À Londres, les scènes du design et de l’art se mettent à l’heure libanaise

La semaine dernière, entre la foire de design PAD London et celle consacrée à l’art, Frieze London, retour sur quatre rendez-vous où les talents libanais ont rayonné dans la capitale britannique…

À Londres, les scènes du design et de l’art se mettent à l’heure libanaise

Mona Hatoum, « Webbed II », 2002, acier et caoutchouc, 143,5 x 210 x 92,5 cm. ©Mona Hatoum. Photo ©Hugo Glendinning, courtoisie White Cube

Sfeir-Semler à Frieze London

La galerie Sfeir-Semler est devenue au fil des années une étape incontournable de Frieze London, proposant à chacune des éditions de la foire d’art une curation des œuvres d’artistes appartenant à son écurie. Cette année, ce sont Etel Adnan, Mounira al-Solh, Yto Barrada, Dineo Seshee Bopape, Samia Halaby, Tarik Kiswanson (qui vient de remporter le prix Marcel Duchamp), Marwan, Rabih Mroué, Walid Raad, Aref el-Rayess, Waël Chawky, Rayane Tabet et Akram Zaatari qu’Andrée Sfeir-Semler a mis en scène sur son saisissant booth de Frieze. Mais le moment le plus marquant de ce rendez-vous était une œuvre récente de Rayyane Tabet qui, par pure coïncidence, tombait si juste au vu des événements qui secouent la Palestine depuis près de trois semaines. Sans titre, une fenêtre recouverte de peinture bleue, et au pied de laquelle il était écrit : « En juin 1967, une guerre de six jours s’était déroulée entre Israël et une coalition de pays arabes. À l’époque, des couvre-feu étaient imposés dans l’ensemble du monde arabe de crainte de bombardements imminents. Le couvre-feu exigeait que tout le monde se réfugie chez soi et que toutes les sources de lumière soient éteintes, car il était plus difficile pour les avions bombardiers de cibler des bâtiments dans l’obscurité. Pour contourner le couvre-feu, les gens ont commencé à peindre les fenêtres de leur appartement et les phares de leurs voitures en bleu, car la lumière bleue était moins visible depuis les avions. » L’histoire du Moyen-Orient arrêtera-t-elle un jour de se répéter ?

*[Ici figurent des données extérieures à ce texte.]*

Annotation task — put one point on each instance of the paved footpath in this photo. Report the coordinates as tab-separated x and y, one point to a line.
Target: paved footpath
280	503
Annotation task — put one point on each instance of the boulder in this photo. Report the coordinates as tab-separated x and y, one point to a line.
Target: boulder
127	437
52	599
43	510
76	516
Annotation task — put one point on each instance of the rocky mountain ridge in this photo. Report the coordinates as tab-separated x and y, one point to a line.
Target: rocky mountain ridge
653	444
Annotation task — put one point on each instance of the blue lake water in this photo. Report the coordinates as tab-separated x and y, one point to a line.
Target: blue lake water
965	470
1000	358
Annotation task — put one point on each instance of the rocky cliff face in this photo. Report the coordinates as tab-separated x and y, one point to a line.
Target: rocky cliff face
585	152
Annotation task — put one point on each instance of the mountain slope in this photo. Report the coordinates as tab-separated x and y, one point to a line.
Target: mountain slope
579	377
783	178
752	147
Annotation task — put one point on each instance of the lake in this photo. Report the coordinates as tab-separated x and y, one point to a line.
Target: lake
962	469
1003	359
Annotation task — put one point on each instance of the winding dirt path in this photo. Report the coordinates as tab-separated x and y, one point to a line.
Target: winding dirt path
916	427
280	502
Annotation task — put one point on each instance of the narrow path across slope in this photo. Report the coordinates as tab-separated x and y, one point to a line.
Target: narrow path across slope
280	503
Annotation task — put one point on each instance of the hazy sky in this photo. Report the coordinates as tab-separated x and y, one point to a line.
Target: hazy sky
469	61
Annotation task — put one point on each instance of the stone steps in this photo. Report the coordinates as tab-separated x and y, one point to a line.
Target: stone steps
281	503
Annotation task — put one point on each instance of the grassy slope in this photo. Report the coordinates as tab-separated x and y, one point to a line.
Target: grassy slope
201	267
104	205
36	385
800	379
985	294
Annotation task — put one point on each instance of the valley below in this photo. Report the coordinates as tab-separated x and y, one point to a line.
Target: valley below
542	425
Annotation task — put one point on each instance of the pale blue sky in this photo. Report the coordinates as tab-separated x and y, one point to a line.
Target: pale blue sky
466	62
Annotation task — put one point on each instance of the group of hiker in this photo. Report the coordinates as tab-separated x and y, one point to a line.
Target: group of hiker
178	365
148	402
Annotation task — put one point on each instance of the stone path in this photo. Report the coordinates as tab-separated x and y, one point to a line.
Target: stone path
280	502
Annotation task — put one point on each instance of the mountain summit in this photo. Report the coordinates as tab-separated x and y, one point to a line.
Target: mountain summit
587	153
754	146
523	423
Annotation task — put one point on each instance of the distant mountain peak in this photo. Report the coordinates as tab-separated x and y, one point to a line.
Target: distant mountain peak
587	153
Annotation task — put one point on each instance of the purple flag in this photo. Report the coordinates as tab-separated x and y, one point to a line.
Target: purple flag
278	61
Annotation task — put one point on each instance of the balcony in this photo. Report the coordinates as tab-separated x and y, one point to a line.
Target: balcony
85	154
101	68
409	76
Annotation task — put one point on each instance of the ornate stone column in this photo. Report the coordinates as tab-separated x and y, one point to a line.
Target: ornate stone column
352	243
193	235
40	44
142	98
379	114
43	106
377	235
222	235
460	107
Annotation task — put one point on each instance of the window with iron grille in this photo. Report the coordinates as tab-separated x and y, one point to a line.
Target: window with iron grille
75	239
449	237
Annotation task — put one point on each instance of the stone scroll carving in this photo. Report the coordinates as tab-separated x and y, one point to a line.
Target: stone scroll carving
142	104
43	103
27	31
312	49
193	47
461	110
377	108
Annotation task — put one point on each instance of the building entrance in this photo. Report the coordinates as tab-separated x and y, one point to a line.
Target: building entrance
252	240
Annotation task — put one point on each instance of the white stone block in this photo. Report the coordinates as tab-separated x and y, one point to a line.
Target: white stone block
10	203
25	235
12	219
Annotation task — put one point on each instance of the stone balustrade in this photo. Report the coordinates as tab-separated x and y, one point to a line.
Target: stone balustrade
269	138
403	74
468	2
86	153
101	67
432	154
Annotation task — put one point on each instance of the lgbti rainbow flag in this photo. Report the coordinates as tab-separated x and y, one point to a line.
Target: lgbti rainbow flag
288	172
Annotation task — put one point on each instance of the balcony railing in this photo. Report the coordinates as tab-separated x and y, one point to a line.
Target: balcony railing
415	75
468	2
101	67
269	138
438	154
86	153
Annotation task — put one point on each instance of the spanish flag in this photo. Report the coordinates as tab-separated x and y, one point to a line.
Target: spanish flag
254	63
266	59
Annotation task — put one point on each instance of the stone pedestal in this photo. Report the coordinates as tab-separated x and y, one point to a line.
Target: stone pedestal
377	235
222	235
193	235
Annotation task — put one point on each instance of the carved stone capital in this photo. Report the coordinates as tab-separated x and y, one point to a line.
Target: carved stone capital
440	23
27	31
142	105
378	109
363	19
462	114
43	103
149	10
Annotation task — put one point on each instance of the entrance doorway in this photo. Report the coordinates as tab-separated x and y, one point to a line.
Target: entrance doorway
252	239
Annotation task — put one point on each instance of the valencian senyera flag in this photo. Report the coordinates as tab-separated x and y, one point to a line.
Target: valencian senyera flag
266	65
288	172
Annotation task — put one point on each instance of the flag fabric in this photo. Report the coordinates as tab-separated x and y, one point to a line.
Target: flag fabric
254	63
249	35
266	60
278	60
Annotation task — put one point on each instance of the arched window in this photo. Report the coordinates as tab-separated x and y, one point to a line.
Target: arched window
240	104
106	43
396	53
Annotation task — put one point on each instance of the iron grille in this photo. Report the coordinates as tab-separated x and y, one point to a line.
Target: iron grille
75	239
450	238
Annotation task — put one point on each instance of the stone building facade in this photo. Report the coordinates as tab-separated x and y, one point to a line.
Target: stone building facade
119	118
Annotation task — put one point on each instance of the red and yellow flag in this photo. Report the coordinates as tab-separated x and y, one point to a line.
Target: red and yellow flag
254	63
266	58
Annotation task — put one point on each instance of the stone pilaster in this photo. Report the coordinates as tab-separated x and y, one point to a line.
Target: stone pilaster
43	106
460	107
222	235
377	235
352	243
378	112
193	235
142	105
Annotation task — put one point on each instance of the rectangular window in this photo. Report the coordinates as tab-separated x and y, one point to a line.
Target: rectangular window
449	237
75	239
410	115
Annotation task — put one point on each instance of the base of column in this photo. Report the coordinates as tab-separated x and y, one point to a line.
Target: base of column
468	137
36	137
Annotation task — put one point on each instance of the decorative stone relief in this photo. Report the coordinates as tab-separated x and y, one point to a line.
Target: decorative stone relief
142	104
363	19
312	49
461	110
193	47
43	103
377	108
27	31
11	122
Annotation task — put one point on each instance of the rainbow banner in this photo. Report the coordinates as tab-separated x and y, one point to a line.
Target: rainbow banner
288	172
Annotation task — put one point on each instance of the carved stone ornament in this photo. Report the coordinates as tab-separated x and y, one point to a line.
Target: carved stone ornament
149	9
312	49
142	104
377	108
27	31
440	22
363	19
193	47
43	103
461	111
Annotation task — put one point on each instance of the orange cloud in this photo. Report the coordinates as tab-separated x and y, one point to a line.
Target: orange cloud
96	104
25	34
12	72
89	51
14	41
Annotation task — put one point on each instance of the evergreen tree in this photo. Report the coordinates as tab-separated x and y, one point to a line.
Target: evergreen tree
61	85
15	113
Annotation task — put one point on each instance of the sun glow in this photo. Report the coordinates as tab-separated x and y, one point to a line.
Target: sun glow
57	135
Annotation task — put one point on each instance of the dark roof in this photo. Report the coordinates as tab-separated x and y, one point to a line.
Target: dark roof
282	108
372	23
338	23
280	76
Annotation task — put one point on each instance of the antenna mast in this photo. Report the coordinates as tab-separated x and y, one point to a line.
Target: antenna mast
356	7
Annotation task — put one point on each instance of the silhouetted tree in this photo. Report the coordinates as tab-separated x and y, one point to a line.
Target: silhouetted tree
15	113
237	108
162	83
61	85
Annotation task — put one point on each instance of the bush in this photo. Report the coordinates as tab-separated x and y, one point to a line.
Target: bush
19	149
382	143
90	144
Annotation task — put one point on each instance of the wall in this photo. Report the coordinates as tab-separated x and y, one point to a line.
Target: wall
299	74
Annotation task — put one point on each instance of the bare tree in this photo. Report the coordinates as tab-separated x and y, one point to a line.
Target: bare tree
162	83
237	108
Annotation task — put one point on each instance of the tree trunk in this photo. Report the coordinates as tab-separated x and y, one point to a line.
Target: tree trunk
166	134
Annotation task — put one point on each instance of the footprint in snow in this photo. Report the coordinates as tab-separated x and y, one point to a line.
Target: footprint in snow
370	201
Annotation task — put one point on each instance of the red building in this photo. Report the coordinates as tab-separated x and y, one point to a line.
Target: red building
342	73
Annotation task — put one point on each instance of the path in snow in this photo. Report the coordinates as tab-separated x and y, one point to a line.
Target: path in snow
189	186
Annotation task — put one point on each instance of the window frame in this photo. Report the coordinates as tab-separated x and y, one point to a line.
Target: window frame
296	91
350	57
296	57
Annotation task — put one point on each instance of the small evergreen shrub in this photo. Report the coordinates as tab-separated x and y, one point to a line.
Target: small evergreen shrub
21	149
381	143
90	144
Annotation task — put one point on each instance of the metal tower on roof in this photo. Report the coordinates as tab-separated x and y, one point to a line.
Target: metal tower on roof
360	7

Rayyane Tabet, « Sans titre » : une fenêtre recouverte de peinture bleue, pour pour ne pas être vu des avions israéliens. Photo Gilles Khoury

Marfa’ Projects à Frieze London

En très peu de temps, la galerie Marfa’ Projects fondée à Beyrouth s’est creusé une place au sein des foires d’art internationales. Pour cette édition de Frieze London, la galerie libanaise, portée par sa fondatrice Joumana Asseily, a choisi de montrer les œuvres de Paola Yacoub et Talar Aghbashian, dans une sorte de dialogue qui planche sur la relation entre l’homme et son environnement. Le travail exposé de Paola Yacoub invitait le visiteur à plonger dans le royaume éphémère de l’eau à travers des photographies en noir et blanc ainsi que des œuvres faites en cire. De fait, les photos de Yacoub cartographient les formes que prend un jet d’eau au contact du sol, en fonction de sa configuration. L’eau, par essence, est sans forme, mais elle mime la silhouette des objets qu’elle touche, suivant chaque contour. Cette relation entre la photographie et les liquides révèle des similitudes fascinantes : tout comme on ne peut anticiper le résultat d’une photographie, il est impossible de prévoir la configuration des objets emportés par les flots. Ces œuvres-là nous incitaient ainsi à réfléchir autour de la question de l’inattendu et de l’insaisissable. De son côté, Talar Aghbashian s’est servi de ses toiles pour explorer les paysages humains, avec des photos comme source d’inspiration. Ses tableaux, qui donnent l’impression de se concentrer sur des figures ou des personnages, sont en fait des multitudes de fragments répétés, qui se juxtaposent pour créer des compositions évocatrices. Les œuvres d’Aghbashian évoluent dans une atemporalité historique, offrant un espace où les possibilités s’entremêlent et coexistent. En somme, le booth de Marfa’ proposait une réflexion autour de la forme, et la manière dont l’homme converse avec les mondes qui l’entourent.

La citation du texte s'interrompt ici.